The Word Of The LORD Almighty

                “Then the word of the Lord Almighty came to me: “Ask all of the people of the land and the priests, ‘When you fasted and mourned in the fifth and seventh months for the past seventy years, was it really for me that you fasted?  And when you were eating and drinking, were you not just feasting for yourselves?  Are these not the words the Lord proclaimed through the earlier prophets when Jerusalem and its surrounding towns were at rest and prosperous, and the Negev and the western foothills were settled?’””

                                                                                                                                                                Zechariah 7:4-7

                The seventh chapter of the book of Zechariah asks us a key question regarding our motivation for the things which we do in worship.  A delegation of prominent men from Bethel has come to Zechariah to inquire of the Lord regarding the fasting which they have been engaged in ever since the city of Jerusalem and the Temple had been destroyed.  It seems as if their inquiry is motivated by the fact that the Temple is nearing completion and the nation seems to be recovering nicely from its long ordeal.  When can they stop the fasting and mourning?  The reasons for these observances have all but vanished.  Perhaps life can now get back to normal.  Isn’t this just like us.  When we face a crisis we fall all over ourselves seeking the Lord’s blessing so that we can recover.  When the crisis is passed us we forget all about Him.  It is as if we think we no longer need Him. 

                That these motivations are behind the question from Bethel is made clear as the Lord confront them with His answer.  That Bethel was asking the question that was on the hearts of many of God’s people is also made clear as the Lord directs His answer not only to the men from Bethel, but also to all of the people. 

                It is so much like us that we want the blessings which the Lord gives, but we do not want to truly know Him.  “Was it really for me that you fasted?”   Did they want to know Him, or did they merely want Him to prop up their lives?  There is a fundamental issue here for us.  Is the focus of our hearts upon ourselves, or Him?  Too easily we absolve ourselves of this motivation by thinking that a self centred motivation is not central to us.  The reality is much more complicated.  How often do we find ourselves praying, reading God’s Word, Worshipping, or serving the Lord in some way that produces a benefit for ourselves?  Each aspect of our service of the Lord brings a benefit to our lives.  Without realizing it we find ourselves engaging in service or worship in order to secure the blessing.  Test yourself with this, how often have you found yourself motivated to have your quiet time in the morning because the day just seems to go better when you begin with the Lord?  Pretty soon you become concerned when there is insufficient time for a devotional time that it will result in a disaster of a day.  You are looking more for the Lord’s blessing than for the knowledge of Him.  God’s Word through Zechariah confronts this in us.  It is a call to genuine repentance.  What we need is to know Him!  Nothing can be allowed to take the place of this relationship.  “Was it for me that you fasted?”  “Was it so that you might know me that you were engaged in this discipline?” 

                The Psalmist writes, and he is echoed in many other places in the Word of God, “The fear of the Lord is the beginning of wisdom; all who follow His precepts have good understanding.  To Him belongs eternal praise.” (Psalm 111:10)  Reverence for the Lord is the key.  It is the start of all true wisdom.  Nothing is more important than that we know the Lord as He has revealed Himself to us in His Word.  Were we fasting, and grieving so that we might Know Him?
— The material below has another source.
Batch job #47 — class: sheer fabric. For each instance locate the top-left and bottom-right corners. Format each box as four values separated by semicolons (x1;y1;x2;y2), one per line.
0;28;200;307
The Word of God calls us into the adventure of really and truly knowing Him.  Therefore we must seek Him with all of our hearts.  The Lord Jesus Christ, in the Sermon on the Mount makes this abundantly clear. 

                                “Not everyone who says to me, ‘Lord, Lord, will enter the Kingdom of Heaven, but only he who does the will of My Father who is in heaven’.  Many will say to me on that day, ‘Lord, Lord, did we not prophesy in your name and in your name drive out demons and perform many miracles?’  Then I will tell them plainly, ‘I never knew you. Away from me, you evil doers!’” (Matthew 7:21-23)
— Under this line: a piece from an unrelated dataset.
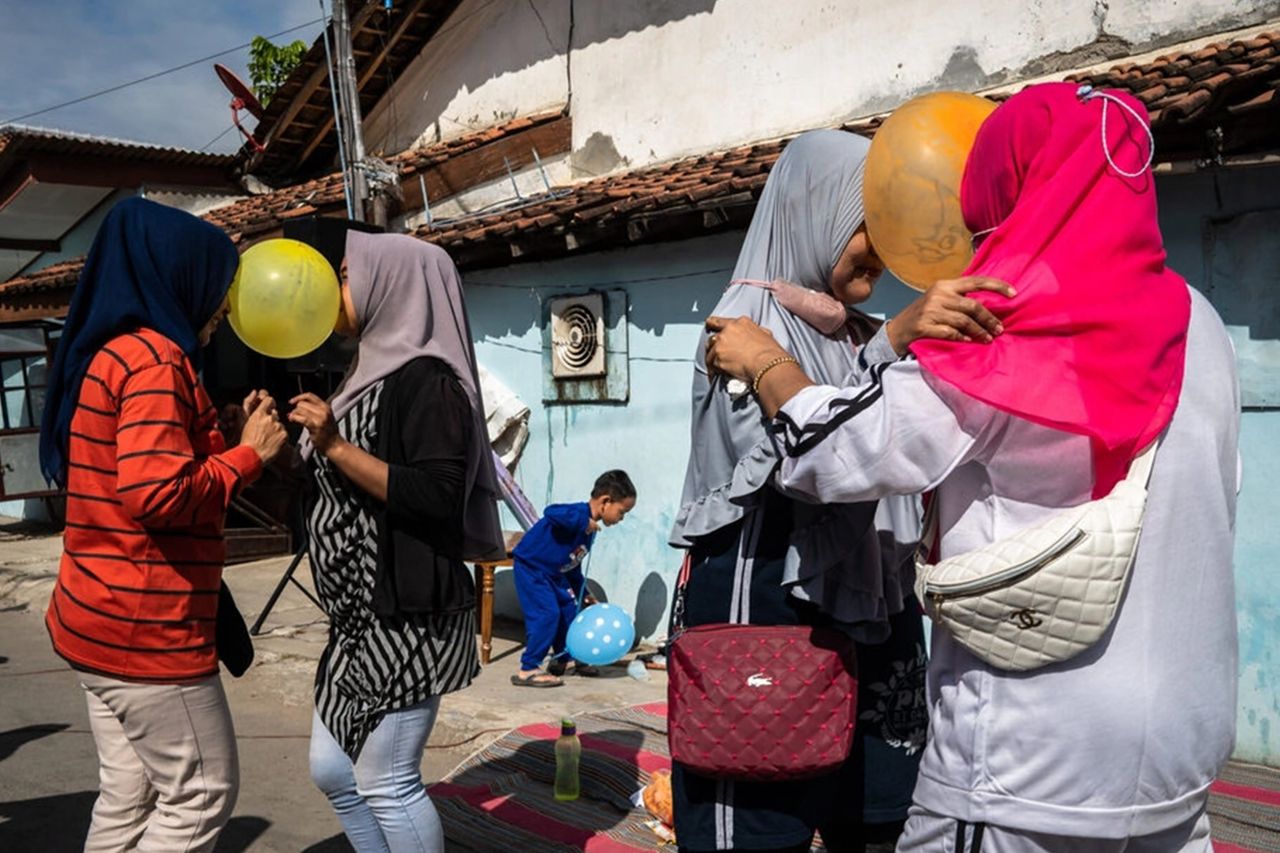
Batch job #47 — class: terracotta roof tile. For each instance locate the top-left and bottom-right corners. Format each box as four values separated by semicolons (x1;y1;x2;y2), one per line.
10;32;1280;298
1068;32;1280;124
                Is it for Him that you are doing the things you are doing?

Revealing The Glory of Jesus

                At this the Jews exclaimed, “Now we know that you are demon possessed!”  Abraham died, and so did the Prophets, yet you say that if anyone keeps your Word, he will never taste death.  Are you greater than our father Abraham? He died, and so did the Prophets.  Who do you think you are?”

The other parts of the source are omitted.